Au cours des deux dernières années, Wade Guyton a créé une nouvelle série de peintures qui seront pour la première fois exposées au Musée Brandhorst dans toute leur diversité et leur complexité. Alors que les symboles minimalistes tels que les lettres X et U, les rayures et les surfaces monochromes étaient les éléments marquants de ses œuvres précédentes, les nouvelles toiles de Guyton surprennent par un éventail de motifs et de techniques diverses : instantanés de téléphone portable de son studio new-yorkais, captures d'écran de l'édition en ligne du New York Times, ainsi que des formulaires abstraits. Ces derniers sont en fait des agrandissements extrêmes de fichiers bitmap, offrant un examen plus approfondi de « l’anatomie » du langage visuel numérique. L'exposition au Musée Brandhorst présente 35 peintures sur toile, deux projections vidéo ainsi qu'une série de dessins intitulée Zeichnungen von Drama und Frühstück im Atelier. Pour les 120 dessins de cette œuvre, Guyton a imprimé numériquement sur des pages arrachées de catalogues d'art. Ils sont exposés dans 14 vitrines recouvertes de carreaux de composition en vinyle.

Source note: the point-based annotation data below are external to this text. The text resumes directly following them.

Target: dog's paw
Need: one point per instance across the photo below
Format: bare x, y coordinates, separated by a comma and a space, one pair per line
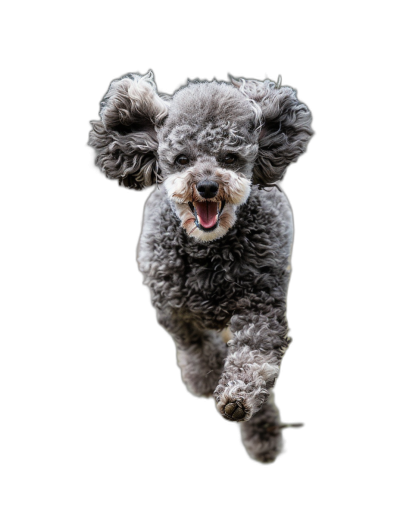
238, 401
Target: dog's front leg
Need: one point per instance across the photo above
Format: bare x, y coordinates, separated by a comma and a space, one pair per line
260, 339
200, 353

Depuis le début des années 2000, Guyton poursuit, avec une constance impressionnante, une enquête sur les conditions et l'impact de la production d'images numériques. Sa pratique artistique suit un processus apparemment simple : le linge et les pages des catalogues d'art sont alimentés par une imprimante à jet d'encre. Au fil des années, un « style de signature » a émergé, consistant en un ensemble de signes et de motifs que Guyton entre dans des programmes tels que Photoshop ou Word pour ensuite les imprimer sur diverses formes de support. À travers des chevauchements imprévus, des erreurs mécaniques et des divergences qui révèlent la contingence de la technologie numérique, son art rend le code numérique visible et le laisse « parler ». L'artiste abuse délibérément de son imprimante en la défiant avec des commandes et des matériaux qui dépassent ses spécifications de conception. En conséquence, l’œuvre numérique renverse ses conflits inhérents, suscitant une discussion sur la nature conditionnelle de sa visualisation.

Dans sa nouvelle série, Guyton va encore plus loin en intensifiant l'interaction entre la peinture et la photographie, les modes de représentation analogiques et numériques qui ont toujours été présents dans son travail. En intégrant les formats désormais omniprésents de l'instantané de téléphone portable, de la capture d'écran et du zoom, Guyton élargit son langage visuel à la fois vers l'extérieur et vers l'intérieur. Son art suit l'expansion rapide et la diversification du code numérique dans tous les domaines de la vie : enregistrer, par exemple, le clic sur les informations, le regard par la fenêtre du studio, la pause café dans la cuisine et le sol sur lequel l'artiste se tient debout tandis que la toile sort progressivement de l'imprimante et se borde, pouce par pouce, sur les planches du plancher.